I have to imagine that being surrounded by these instruments of death can be at times disconcerting for the guys who were there.

There are certain questions that I have to ask every veteran before we film, and I ask them off camera, because these are stories that can get really personal really quick. I have a responsibility to these guys. Man to man, I want to know what they are going to be good with sharing. There was an incident where we were letting off explosions, and a few of the guys decided that they didn’t want to stick around for that. Of course we are going to respect that.

Do you ever not want to be part of a weapon’s history?

I have personally been in situations where I didn’t want to touch items, like when you are standing there looking at Hitler’s watercolors. What are you supposed to do with that? Do I really want to hold them? Or when you are looking at the MG08, one of the most brutal guns of the First World War, which cut down more allies than you could imagine. Do I want to fire that?

What would you say was the most affecting weapon you fired?

I can fairly say it was the Pak-40. The best way to describe it is the most obnoxious piece of machinery I have ever laid my hands on. It honestly rattled my brain. My director told me that I was going to give a line after firing the thing, into camera. I thought I had it. I fired the Pak and I just went black. My ears were ringing, even with the protection. I couldn’t get my shit together. I was like a goat seeing lightning for the first time. My body didn’t know what to do.

How about that flamethrower?

There is nothing like setting off a flamethrower. If you are not in the club, you are not in the club. You have no idea.

Sounds like you wake up sore the next morning most of the time.

I wake up sore all the time.

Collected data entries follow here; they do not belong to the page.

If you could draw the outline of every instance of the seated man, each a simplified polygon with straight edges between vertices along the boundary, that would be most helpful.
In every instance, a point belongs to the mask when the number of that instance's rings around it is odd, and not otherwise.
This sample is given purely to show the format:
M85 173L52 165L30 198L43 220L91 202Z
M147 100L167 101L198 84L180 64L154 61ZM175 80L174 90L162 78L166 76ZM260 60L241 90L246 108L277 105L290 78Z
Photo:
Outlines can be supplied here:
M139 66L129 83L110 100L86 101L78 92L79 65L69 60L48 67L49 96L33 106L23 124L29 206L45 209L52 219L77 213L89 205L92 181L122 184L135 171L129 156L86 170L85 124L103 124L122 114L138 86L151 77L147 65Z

I feel like I am in pretty good shape. I have a great trainer named Christian Manning who I work with solid for three months before we start shooting, because these guns kick the hell out of you. There is physicality to all of the weapons. History hurts. That is one of our commandments when we are filming. I want to know what it is like to wear the gear these guys were running around in while taking fire. These guys had to do it day or night, so I can do it for a day. Training with the marines at Quantico, just doing one of their regular workouts. I’m 43, and I like to consider myself pretty bulletproof, but I’m not at that level. Everything that you see is what I earned.

Is there any weapon that you are chasing right now?

I would really love to build a flame tank. That is a tank with a flamethrower on it. I hear that some of those old ones can throw a flame about 400 feet out. That means we are talking about four football fields. I would like to see that.

The Weapon Hunter airs Sunday evenings on The Smithsonian Channel.